10. Professor of Orthodox Church-State relations/ government advisor on the same: the "Conflict and Cooperation in Post-Communist Europe" seminar I took last spring. The inability of many political scientists and theorists to wrap their heads around sincere religious belief and the many troubling implications of this failure. Ivo Banac (whose course, "Eastern Europe Since 1914", I was lucky enough to take while he was still lecturing!) and much of his writing. Daniel Larison.

(anytime prior to matriculation, not just immediately prior)

1. Political speech writer: the knowledge that I was a very good writer and a very bad communicator. My mother's obsession with the Clintons.
2. Fiction author and/or Vanity Fair contributor: latent narcissism misdiagnosed as vocation. Issues of Vanity Fair laying on the bathroom floor. Reading at "college level" by 10 or 11. Being treated like an actual prodigy, instead of a slightly advanced student, by several of my teachers, and the resulting assumption that I had interesting things to say.
3. Diplomat: peculiar fondness for airports. Faux intellectual disdain for America. Europhilia. Hans Gruber. Acceptance to the Georgetown School of Foreign Service.

4. Physics/math historian: attempt to balance my love and appreciation for the beauty of math and physics with the realization that I was probably not smart enough to pursue either field directly. The University of Pennsylvania's History and Sociology of Science Department, Mark Adams in particular.
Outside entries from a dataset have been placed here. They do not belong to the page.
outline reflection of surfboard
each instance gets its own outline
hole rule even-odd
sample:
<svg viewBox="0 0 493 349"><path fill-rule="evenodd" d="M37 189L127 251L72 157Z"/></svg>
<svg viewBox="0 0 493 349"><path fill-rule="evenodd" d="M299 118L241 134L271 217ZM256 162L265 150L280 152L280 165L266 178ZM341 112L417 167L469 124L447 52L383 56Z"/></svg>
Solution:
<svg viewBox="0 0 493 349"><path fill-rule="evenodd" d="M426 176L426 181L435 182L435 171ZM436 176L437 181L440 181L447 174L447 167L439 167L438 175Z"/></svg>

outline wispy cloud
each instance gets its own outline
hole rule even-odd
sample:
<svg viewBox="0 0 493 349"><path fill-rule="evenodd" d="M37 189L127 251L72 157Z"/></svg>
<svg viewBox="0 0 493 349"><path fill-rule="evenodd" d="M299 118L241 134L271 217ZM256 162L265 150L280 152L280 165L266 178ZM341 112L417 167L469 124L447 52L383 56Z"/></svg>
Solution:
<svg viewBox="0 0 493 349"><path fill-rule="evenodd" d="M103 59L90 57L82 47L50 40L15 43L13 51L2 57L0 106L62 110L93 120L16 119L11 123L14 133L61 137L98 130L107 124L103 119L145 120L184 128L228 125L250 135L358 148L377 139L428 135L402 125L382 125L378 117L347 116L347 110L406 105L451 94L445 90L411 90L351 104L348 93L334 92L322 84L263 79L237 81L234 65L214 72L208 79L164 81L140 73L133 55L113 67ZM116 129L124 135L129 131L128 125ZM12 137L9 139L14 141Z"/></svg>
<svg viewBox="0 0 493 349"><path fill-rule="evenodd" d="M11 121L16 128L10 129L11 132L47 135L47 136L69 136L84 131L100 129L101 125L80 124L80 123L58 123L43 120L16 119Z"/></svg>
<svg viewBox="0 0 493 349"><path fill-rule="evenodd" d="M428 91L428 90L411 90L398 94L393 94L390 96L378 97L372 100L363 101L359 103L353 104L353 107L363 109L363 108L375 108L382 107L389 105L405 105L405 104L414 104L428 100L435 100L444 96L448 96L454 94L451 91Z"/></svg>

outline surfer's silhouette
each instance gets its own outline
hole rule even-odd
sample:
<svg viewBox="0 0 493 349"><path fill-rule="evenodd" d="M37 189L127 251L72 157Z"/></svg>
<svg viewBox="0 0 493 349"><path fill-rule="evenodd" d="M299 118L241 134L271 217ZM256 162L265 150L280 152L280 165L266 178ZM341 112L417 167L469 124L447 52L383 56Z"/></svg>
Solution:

Copernicus, Brahe.

Contains neither plums nor pudding.
5. History professor: My 11th grade American history textbook. Orlando Figes's Natasha's Dance. Alison Weir's The Six Wives of Henry VIII. The vague notion that I wanted to be an "academic" and an "intellectual" (though I had no real idea what either of those words meant). A very eerie History Channel documentary I saw when I was 8 or 9 about some relatively early English king who had a series of unfortunate and mysterious diseases and whose death both left me profoundly unsettled and forever imbued the study of history with an air of mysticism and danger. The Cloisters.

For a long time after I visited the Cloisters (sometime in elementary school), I assumed the word had something to do with death and the dead because of how dank, tenebrous, and otherworldly it was. 
6. Lawyer: Law & Order's fixed presence on my mother's television. Winning some "debates" in summer camp in fourth grade. The assumption that lawyers are a thing smart people tend to become. My phenomenal bullshitting skills (in 7th grade I convinced my entire home ec class that I had been born and partially raised in the UK, and the teacher that my mother had gone to school with her sister in England).

7. UN translator: The Interpreter. Having a better French accent than my teacher (who I later learned spoke French so poorly that she frequently made up words and grammatical constructions. We did not have AP languages in my district). Being really good at memorizing things.

8. Mathematician: spending hours staring at my calculus textbook, finally understanding a concept, finding that more beautiful and rewarding than memorizing dates of Supreme Court cases.

9. Psychiatrist: Frasier. John Katzenbach's The Analyst. The Dali Museum. Hannibal Lecter. The first Artemis Fowl book. Dostoevsky's White Nights. Ivan Karamazov. "Antisocial" tendencies.

10. Neuroscientist/neurologist: Society for Neuroscience Brain Bee. Fondness for the orderliness of hospitals. Flowers for Algernon.